As a fellow mayor, I certainly understand the challenges that take place when a community faces a hospital closing. But I believe it is vital that we not exacerbate those negative effects by starting a new hospital. A new for-profit hospital in the region could destabilize the entire region’s health care system, and could cause additional hospitals to close. We’d be confronting the same issues that Westwood recently experienced, only in a different municipality.
With today’s economic conditions, we cannot afford instability; we must do everything to keep our hospitals, as well as our businesses, stable.
Additionally, the proposed facility is to be a for-profit hospital, and those types of institutions often do not have the interests of the community at heart. The non-profit hospitals in this region invest in the community and are not beholden to out-of-state investors.

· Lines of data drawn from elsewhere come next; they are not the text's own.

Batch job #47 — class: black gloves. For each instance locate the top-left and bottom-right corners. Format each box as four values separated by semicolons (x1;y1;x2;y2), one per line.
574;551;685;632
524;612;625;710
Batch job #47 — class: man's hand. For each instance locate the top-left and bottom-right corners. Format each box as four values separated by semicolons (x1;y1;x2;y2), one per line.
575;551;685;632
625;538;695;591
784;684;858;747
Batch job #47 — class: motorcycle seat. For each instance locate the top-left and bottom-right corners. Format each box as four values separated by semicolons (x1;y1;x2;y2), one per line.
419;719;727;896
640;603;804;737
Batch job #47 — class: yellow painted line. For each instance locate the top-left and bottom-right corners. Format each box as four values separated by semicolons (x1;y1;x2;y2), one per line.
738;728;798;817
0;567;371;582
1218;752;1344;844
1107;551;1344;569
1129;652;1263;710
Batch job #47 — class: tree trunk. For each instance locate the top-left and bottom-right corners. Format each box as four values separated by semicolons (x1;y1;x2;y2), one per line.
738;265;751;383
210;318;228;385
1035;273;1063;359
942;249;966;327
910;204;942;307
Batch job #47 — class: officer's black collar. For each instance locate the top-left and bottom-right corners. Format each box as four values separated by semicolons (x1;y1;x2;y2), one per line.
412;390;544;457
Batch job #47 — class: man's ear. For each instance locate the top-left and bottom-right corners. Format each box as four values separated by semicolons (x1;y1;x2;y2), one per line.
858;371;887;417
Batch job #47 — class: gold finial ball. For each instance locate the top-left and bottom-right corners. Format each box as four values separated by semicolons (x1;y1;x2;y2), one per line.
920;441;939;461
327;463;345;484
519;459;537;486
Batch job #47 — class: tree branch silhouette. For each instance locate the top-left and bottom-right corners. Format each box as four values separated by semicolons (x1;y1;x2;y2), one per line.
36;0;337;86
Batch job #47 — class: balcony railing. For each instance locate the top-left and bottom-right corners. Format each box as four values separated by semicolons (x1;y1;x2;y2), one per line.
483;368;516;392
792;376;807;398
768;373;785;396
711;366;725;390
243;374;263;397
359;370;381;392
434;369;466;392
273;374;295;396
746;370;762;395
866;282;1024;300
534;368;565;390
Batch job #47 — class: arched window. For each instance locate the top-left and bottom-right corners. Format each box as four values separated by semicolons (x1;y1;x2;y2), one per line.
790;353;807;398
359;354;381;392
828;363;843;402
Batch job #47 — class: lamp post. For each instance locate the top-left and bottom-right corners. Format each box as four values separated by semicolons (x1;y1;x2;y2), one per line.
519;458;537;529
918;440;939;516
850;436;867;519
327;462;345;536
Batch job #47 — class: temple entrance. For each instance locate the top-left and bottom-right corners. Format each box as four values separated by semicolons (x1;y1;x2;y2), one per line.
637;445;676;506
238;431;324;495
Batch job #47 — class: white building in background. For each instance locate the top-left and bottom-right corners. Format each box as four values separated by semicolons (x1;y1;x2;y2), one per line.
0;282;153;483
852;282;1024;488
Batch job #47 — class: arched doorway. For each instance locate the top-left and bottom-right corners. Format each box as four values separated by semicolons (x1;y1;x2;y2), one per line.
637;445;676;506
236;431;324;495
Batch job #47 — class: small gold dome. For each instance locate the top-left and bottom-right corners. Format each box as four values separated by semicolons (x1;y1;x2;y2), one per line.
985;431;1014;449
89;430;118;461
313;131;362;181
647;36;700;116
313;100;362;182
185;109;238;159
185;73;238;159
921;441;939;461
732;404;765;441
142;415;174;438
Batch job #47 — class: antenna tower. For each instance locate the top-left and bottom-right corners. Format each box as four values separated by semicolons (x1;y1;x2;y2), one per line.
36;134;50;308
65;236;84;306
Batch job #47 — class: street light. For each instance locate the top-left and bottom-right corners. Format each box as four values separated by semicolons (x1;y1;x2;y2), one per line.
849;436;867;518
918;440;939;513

Additionally, our local hospitals take all patients – including charity, Medicare and privately insured patients, which I feel is better for the community.
Replacing the old Pascack Valley Hospital with a similar institution runs counter to the Reinhardt report and could undo some of the benefits that the closing of Pascack Valley provided Bergen County’s residents.
Won’t benefit the people
The introduction of new hospital beds at a location where hospital beds were removed less than nine months ago does not seem to benefit the people of this region. There are seven full-service hospitals less than 15 miles from that site.
All the hospitals in Bergen County support the new emergency facility opened by Hackensack Medical Center at the Pascack Valley site. To add a full-service acute care hospital might be detrimental to the care of the region’s residents and could greatly diminish the continued operational effectiveness and quality of northern New Jersey’s hospitals.
The Reinhardt report should be given a chance to work, to show that the public policies in place are correct and that financially stable hospitals are good for all the people of Bergen County, not just Englewood.
Michael J. Wildes, mayor of Englewood, is an immigration attorney and has been an emergency medical technician for more than 15 years.